Having written about evaluation history previously, I identified those who contributed, not those who could be called evaluation pioneers; rather those who had influenced my thinking. I think it is noteworthy to mention those evaluation pioneers who set the field on the path we see today, those whom I didn’t mention and need to be. As a memorial (it is Memorial Day weekend , after all), Michael Patton (whom I’ve mentioned previously) is coordinating an AEA365 to identify and honor those evaluation pioneers who are no longer with us. (Thank you, Michael). The AEA365 link above will give you more details. I’ve also linked the mentioned evaluation pioneers that have been remembered. Some of these pioneers I’ve mentioned before; all are giants in the field; some are dearly loved as well. All those listed below have died. Patton talks about the recent-dead, the sasha, and the long-dead, the zamani. He cites the Historian James W. Loewen when he makes this distinction. Some of the listed are definitely the sasha (for me); some are zamani (for me). Perhaps photos will help (for whom photos could be found) and dates. There are other pioneers that are not mentioned here. Who was instrumental in your development? (They can still be alive. Or not.)
Patton starts by remembering Brenda Zimmerman (1956-2014), .

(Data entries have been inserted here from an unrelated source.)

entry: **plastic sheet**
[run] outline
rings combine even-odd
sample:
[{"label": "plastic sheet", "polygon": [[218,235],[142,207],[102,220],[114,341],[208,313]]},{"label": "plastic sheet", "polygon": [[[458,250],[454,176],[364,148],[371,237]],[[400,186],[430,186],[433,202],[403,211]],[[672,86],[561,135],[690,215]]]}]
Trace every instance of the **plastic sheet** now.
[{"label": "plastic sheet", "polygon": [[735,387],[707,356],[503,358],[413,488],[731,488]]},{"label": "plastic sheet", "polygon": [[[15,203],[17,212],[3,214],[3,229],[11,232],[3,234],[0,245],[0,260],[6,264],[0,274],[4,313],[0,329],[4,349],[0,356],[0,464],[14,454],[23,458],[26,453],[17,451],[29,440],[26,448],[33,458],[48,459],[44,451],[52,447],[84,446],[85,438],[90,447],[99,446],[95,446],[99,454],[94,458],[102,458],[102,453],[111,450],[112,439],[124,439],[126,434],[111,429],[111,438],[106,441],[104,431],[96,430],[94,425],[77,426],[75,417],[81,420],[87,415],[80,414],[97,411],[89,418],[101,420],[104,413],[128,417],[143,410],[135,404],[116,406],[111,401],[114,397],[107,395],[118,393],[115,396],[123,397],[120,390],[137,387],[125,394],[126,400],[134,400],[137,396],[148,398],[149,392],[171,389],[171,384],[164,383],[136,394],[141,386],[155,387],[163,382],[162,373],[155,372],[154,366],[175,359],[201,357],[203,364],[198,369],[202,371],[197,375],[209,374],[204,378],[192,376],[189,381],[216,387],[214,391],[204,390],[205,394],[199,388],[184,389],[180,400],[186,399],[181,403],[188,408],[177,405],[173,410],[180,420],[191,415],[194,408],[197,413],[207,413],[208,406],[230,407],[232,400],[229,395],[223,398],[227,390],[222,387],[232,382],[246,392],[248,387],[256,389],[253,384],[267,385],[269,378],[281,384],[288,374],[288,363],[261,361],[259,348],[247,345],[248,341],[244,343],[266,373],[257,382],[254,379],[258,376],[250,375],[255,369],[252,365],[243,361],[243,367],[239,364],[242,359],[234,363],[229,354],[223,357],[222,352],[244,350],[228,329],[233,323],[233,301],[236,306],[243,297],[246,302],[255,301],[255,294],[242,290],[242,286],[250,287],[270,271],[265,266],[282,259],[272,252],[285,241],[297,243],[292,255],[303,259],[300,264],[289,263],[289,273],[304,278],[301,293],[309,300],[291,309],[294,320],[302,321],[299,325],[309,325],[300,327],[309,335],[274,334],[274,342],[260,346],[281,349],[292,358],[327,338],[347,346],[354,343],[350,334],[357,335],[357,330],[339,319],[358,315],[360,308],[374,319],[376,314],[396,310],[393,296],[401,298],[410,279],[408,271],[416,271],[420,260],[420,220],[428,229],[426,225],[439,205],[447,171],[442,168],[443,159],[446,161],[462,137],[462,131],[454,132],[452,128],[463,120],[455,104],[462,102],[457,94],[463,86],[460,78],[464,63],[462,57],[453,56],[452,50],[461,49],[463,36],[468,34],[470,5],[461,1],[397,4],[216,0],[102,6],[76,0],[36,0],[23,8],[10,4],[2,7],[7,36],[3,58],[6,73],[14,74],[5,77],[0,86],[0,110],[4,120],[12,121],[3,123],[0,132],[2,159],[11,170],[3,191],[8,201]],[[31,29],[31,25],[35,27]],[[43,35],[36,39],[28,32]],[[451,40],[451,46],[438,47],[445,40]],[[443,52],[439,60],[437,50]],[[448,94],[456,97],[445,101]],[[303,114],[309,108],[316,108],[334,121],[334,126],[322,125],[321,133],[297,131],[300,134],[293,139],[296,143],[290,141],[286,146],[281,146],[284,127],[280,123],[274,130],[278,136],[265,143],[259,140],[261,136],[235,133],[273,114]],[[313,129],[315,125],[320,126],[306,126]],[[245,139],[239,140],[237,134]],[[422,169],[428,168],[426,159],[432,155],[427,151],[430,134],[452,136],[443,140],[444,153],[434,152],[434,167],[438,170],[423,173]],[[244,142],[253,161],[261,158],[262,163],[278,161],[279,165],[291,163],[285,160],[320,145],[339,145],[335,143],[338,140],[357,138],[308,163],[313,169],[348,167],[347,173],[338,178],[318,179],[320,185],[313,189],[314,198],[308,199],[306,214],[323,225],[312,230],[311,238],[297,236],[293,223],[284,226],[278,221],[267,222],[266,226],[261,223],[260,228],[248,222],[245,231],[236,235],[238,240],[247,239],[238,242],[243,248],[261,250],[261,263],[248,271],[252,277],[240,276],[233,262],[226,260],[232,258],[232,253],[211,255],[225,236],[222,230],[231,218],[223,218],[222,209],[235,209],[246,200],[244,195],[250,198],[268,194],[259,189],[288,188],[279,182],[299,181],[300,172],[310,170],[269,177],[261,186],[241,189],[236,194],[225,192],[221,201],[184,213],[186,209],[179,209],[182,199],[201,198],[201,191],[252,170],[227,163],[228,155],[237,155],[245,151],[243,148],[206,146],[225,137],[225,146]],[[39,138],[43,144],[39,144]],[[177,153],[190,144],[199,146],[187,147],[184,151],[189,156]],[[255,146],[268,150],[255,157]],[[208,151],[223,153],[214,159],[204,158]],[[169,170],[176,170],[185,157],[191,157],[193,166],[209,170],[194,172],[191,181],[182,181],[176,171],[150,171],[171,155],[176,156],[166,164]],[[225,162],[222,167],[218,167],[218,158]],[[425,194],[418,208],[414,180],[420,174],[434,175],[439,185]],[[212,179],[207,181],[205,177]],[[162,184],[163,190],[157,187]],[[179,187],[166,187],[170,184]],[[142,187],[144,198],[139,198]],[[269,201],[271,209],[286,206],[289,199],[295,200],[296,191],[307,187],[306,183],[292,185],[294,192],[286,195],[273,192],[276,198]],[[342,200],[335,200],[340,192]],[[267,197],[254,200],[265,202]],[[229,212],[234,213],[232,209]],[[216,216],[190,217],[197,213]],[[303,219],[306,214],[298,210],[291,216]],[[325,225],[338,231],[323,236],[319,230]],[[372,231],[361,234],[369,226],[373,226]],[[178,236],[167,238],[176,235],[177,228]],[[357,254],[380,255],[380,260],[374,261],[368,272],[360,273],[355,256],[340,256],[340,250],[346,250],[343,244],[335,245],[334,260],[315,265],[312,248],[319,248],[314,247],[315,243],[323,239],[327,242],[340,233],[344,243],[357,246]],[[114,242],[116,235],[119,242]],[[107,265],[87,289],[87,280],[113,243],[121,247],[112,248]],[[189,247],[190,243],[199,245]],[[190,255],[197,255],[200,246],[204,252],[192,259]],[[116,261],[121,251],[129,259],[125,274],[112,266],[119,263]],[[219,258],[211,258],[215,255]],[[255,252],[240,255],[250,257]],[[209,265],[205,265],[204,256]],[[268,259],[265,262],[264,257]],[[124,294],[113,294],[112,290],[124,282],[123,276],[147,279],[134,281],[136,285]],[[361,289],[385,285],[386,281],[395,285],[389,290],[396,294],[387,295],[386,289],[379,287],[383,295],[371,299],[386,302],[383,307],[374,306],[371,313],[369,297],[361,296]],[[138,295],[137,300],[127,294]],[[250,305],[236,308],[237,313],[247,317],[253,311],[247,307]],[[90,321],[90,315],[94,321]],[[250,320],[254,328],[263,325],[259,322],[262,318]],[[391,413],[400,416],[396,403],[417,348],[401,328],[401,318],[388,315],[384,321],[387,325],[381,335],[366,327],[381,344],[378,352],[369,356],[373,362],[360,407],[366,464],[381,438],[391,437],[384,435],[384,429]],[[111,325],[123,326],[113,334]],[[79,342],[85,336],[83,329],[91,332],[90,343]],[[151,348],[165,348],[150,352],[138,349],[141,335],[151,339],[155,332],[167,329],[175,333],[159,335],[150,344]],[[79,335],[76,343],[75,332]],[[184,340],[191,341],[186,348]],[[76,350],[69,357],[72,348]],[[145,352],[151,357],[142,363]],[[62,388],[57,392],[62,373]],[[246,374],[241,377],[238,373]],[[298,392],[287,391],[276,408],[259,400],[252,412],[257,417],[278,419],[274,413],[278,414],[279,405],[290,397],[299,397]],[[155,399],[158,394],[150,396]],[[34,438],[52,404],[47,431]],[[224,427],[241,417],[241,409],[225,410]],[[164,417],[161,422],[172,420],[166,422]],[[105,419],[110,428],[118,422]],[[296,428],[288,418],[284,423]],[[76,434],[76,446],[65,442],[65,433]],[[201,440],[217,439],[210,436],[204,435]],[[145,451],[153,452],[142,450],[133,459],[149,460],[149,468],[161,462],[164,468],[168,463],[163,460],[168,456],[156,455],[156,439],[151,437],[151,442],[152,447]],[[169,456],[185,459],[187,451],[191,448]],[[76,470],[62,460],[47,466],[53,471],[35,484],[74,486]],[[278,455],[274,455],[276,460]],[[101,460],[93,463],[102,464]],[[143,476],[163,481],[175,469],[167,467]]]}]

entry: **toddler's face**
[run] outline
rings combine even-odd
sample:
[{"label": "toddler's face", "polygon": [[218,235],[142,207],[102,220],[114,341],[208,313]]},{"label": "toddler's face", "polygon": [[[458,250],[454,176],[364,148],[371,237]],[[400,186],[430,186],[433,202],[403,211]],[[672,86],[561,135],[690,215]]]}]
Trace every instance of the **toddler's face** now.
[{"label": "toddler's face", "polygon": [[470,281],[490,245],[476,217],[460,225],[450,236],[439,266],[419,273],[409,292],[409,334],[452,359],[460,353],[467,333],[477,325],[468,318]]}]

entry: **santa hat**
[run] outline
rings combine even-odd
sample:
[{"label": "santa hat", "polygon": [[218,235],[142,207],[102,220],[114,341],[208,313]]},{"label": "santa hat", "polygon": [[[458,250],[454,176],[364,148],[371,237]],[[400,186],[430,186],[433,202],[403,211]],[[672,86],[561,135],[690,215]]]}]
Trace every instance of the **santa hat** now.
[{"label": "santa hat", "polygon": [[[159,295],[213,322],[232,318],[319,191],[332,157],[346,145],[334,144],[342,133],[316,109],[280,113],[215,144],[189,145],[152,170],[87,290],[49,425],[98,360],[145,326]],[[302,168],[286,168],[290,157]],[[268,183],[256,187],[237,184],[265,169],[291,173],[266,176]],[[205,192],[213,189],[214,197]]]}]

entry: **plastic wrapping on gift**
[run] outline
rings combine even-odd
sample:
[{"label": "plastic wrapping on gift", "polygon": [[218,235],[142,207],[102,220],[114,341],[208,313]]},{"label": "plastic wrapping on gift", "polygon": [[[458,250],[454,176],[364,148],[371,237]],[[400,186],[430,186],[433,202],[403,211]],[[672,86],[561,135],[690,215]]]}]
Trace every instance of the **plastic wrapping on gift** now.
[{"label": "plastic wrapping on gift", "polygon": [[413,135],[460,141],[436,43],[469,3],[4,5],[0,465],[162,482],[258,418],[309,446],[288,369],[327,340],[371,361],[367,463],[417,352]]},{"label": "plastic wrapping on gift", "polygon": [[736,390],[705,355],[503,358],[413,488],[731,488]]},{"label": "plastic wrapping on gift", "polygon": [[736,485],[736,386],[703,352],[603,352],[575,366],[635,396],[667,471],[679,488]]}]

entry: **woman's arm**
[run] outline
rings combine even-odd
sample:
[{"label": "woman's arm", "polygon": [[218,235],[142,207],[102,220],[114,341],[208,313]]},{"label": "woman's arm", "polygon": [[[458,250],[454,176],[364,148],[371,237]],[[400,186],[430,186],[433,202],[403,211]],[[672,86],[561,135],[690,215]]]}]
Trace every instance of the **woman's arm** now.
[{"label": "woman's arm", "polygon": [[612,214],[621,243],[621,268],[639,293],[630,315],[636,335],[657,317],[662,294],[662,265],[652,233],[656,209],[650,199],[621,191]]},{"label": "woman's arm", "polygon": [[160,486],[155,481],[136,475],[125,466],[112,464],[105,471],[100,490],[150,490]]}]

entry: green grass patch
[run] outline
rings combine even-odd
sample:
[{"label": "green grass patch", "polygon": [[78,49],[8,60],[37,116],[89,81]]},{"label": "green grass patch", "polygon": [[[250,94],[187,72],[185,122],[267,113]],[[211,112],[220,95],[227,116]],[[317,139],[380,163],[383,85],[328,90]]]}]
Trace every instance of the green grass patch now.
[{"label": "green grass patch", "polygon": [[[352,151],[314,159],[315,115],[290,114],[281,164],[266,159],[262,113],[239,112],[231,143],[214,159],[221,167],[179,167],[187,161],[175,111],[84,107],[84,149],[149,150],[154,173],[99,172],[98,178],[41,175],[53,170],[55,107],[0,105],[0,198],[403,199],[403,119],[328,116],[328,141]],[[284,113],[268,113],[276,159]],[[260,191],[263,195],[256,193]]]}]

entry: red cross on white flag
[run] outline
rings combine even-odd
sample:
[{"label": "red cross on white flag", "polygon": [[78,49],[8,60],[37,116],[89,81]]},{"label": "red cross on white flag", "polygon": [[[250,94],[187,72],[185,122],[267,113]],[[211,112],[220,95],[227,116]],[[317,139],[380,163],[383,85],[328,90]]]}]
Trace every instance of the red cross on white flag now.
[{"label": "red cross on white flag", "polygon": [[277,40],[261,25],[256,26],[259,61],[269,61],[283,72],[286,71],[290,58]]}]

Marcia Guttentag (1933-1977) by Sara Miller McCune;
Donald Campbell (1916-1996) by Mel Mark;
Asa Hilliard III (1933-2007) by Rodney Hopson;
Egon Guba (1924-2008) by Jennifer Greene;
Robert Ingle (1926-1998) by Jean King;
Carol Weiss (1927-2013) by Sharon Rallis;
Will Shadish (1949-2016) by Laura Leviton;
Lee Sechrest (1929-2015) by Eleanor Chelimsky; and
Paul Lazarsfeld (1901-1976) , and
Alva (1902-1986) and Gunnar (1898-1987) Myrdal by Charmagne Campbell-Patton.
My sasha; my zamani.
I knew Bob Ingle, Will Shadish, Kathy Bolland, Lee Sechrest, and Egon Guba. Bob (and his wife, Maria), Will, and Kathy were friends of mine as well as colleagues. I miss them. A lot. Egon and Lee were colleagues; I miss them as well. They are sasha to me; they added much to the field. As did those who are zamani to me, even though they may have died within the last few years (Brenda Zimmerman, Don Campbell, Marcia Guttentag, Asa Hillard, Peter Rossi, Carol Weiss, Barry MacDonald, Paul Lazarsfeld, Alva Myrdal, and Gunnar Myrdal). I only knew Don Campbell, Carol Weiss, and Peter Rossi through their writings; there are books by them on my shelf. Although all these folks made their mark in other fields as well as evaluation, evaluation wouldn’t be where it is today without their conscientious application of what they knew (from their original fields) to what could be and made their contribution. They are remembered.